For Americans of a certain age, "fallout shelters definitely have a cachet," says Valley real estate agent Scott Jarson. Specializing in "architecturally unusual" homes from the Fifties and early Sixties, Jarson has over the past few years sold a handful of homes equipped with fallout shelters, primarily in older upper-income neighborhoods.
While the shelters rarely affect the appraised value of a house one way or another, Jarson points out that you can't put a price tag on their value as conversation pieces.
"Some of them can still be used for storage; others can't," he says. "But the minute someone finds out you've got a shelter on the property, they want to see it, believe me."
Like Cheri Stalmann, other Valley homeowners whose properties harbor old fallout shelters find it impossible to believe that people seriously thought they could tough it out for two weeks in the underground digs.
Describing the roomy, 400-square-foot concrete shelter beneath the patio of his northwest Phoenix home as a "heat sink," architect Richard Fairbourn says, "In the summer, it's horrible down there, just miserable."

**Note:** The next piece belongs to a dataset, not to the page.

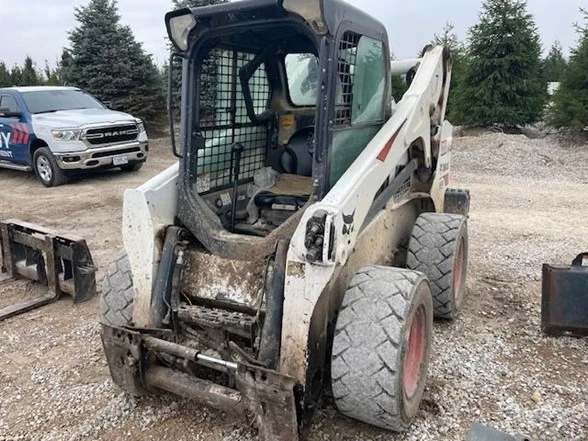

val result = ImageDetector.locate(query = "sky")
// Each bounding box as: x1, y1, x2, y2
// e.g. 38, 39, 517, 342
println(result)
0, 0, 586, 67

Built by the original owner at the same time as the rest of the house, the spacious, fluorescent-lighted basement could easily double as a rec room were it not for the unrelenting heat four months out of the year. "I really don't know how [the original owner] expected anyone to survive the temperature," says Fairbourn, who has used the space for storage since he bought the house a few years ago. "I'm not so sure it wouldn't have been better to be outside during the big one."
When Beverly and Lawrence George moved into their home, also in northeast Phoenix, one of the first things they did was cover up a backyard stairwell leading down into a concrete-block shelter. While quite similar to the structure buried in Cheri Stalmann's yard, the Georges' tiny shelter has slots in the walls to accommodate makeshift bunk beds during sleeping hours.
The mother of two small children, Beverly says, "If I had to spend two weeks with those kids down there, I think I'd rather run under the bomb. People joke that if there's ever an attack, they'll come over and join us. Then they take a look and say, 'Never mind--that's okay.'"
The 20-foot-long corrugated steel culvert buried in Dr. and Mrs. Hugh Hull's backyard is probably one of the very few fallout shelters still owned by the people who installed it. According to Eleanor Hull, the shelter was built because her husband was then serving on a civil defense committee and, like other board members, was expected to set a good example.
Hull would appear to be a font of info on contemporary Sixties attitudes toward fallout shelters.
Did the neighbors think the Hulls' building a shelter was nuts? Or did they make nice, hoping they'd be invited over when the big one fell? And did Hull ever try to envision what would happen if she and her family actually had to climb down into the earth?
For some reason, however, Eleanor Hull prefers not to answer many questions surrounding the large underground pipe that might have been her temporary post-holocaust home.
"It was all so long ago," says Hull, who is considerably chattier about the shelter's peacetime uses.